James Chadwick and his Discovery of the Neutron

James Chadwick found the third elementary particle of the atom; the neutron. In 1919 Ernest Rutherford discovered the proton, a positively charged particle contained in the nucleus of the atom. Many were convinced that the proton was not the only particle in the nucleus. Most of the atoms mass are in the nucleus, but if the nucleus was made up of only protons, the number of protons the atom contained did not make up for all of the atoms atomic mass. For example, a helium atom has an atomic mass of 4, but the atomic number (number of protons in the nucleus) is only 2. Electrons, the negatively charged particles that orbit the nucleus, have a very small mass, so the number of protons and electrons put together still did not make up for the atomic mass. One explanation, made by Ernest Rutherford, suggested that there was another particle inside the nucleus that had no charge. He called it the neutron, which he imagined as an electron and a proton paired up in the nucleus.

His explanation was not completely accurate, but he was on the right track.

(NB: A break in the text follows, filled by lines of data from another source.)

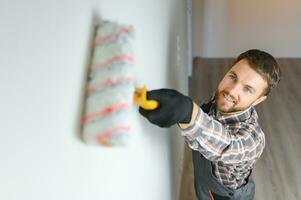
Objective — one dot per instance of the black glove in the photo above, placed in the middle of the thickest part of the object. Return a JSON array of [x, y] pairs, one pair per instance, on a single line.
[[174, 107]]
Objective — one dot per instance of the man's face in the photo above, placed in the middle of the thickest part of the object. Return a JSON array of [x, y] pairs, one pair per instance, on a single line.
[[241, 88]]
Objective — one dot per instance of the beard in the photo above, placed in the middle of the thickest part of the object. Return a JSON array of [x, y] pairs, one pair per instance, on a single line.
[[227, 107]]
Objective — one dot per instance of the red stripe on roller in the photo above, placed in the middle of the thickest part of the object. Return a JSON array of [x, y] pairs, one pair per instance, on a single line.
[[108, 83], [105, 38], [126, 57], [104, 136], [211, 196], [106, 111]]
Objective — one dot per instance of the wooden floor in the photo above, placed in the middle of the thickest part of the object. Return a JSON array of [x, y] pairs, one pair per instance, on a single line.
[[278, 172]]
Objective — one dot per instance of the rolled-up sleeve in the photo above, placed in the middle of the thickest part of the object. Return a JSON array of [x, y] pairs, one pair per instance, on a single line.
[[217, 143]]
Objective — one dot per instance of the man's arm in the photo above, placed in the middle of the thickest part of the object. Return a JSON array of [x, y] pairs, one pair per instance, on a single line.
[[216, 143]]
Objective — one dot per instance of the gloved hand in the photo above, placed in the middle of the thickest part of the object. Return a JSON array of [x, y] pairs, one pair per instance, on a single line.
[[174, 107]]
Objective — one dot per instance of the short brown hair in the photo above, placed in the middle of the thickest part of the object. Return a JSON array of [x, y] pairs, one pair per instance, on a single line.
[[264, 64]]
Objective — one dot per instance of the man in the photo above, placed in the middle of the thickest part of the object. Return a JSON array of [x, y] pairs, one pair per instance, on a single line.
[[224, 134]]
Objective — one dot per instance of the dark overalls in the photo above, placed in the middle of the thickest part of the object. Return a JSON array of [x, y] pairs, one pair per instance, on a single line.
[[206, 185]]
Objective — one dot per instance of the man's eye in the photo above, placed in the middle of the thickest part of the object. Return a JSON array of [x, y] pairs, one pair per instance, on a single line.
[[248, 90], [232, 77]]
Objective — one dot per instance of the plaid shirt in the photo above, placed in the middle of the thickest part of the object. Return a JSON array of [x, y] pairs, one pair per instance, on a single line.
[[232, 143]]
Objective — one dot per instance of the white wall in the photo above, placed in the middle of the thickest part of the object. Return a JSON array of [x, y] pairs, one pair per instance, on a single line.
[[44, 49], [227, 28]]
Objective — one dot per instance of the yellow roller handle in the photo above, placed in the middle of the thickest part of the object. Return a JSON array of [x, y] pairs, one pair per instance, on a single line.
[[140, 99]]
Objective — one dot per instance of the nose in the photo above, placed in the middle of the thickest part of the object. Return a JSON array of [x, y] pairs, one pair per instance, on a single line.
[[234, 91]]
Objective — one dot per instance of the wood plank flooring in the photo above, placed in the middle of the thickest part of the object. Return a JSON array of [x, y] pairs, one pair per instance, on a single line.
[[278, 172]]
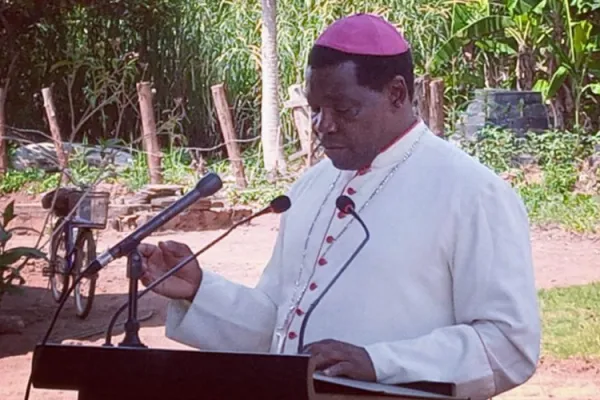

Chadwick explored further into the subject to find out what the unidentified mass was made of. He tried over and over again to find the neutron, and as much as he failed, he never gave up; because he was so sure it was there.

European physicists, Walter Bothe and Herbert Becker shot alpha rays at beryllium. The beryllium emitted a neutral radiation that could penetrate 200 millimeters of lead. This was odd, because it takes less than one millimeter of lead to stop a proton. Herbert and Bother thought the neutral radiation were high energy gamma rays. Chadwick was intrigued by the experiments of Federic and Irene Joliot-Curry. They used a different technique of tracking particle radiation by putting a block of paraffin wax in front of the rays coming from the beryllium, thought as to be gamma rays.

They observed high-speed protons coming out from the paraffin. Gamma rays eject electrons from metals; they thought the same thing was happening to the protons in the paraffin.
The beryllium rays were not gamma rays because the rays coming from the beryllium had far more energy. Chadwick recognized the beryllium rays as neutrons. Because of neutrons are neutral, they can penetrate thick layers of different materials because there movement is not disturbed by the positively or negatively charged particles in the penetrated material. Chadwick carried out his own experiments and confirmed that he had finally found the neutron.

Chadwick bombarded boron with alpha particles which emitted neutral rays, like beryllium, and placed a hydrogen target in the path of the rays. When the rays hit the hydrogen target, protons flew out. He measured the velocity of the protons. Using the laws of conservation of momentum energy he was able to calculate the mass of the neutral particle. From the velocity of the protons flying out, he could calculate the mass of the projectile, in this case, the mass of the neutrons. The mass of the neutral particle is 1.0067.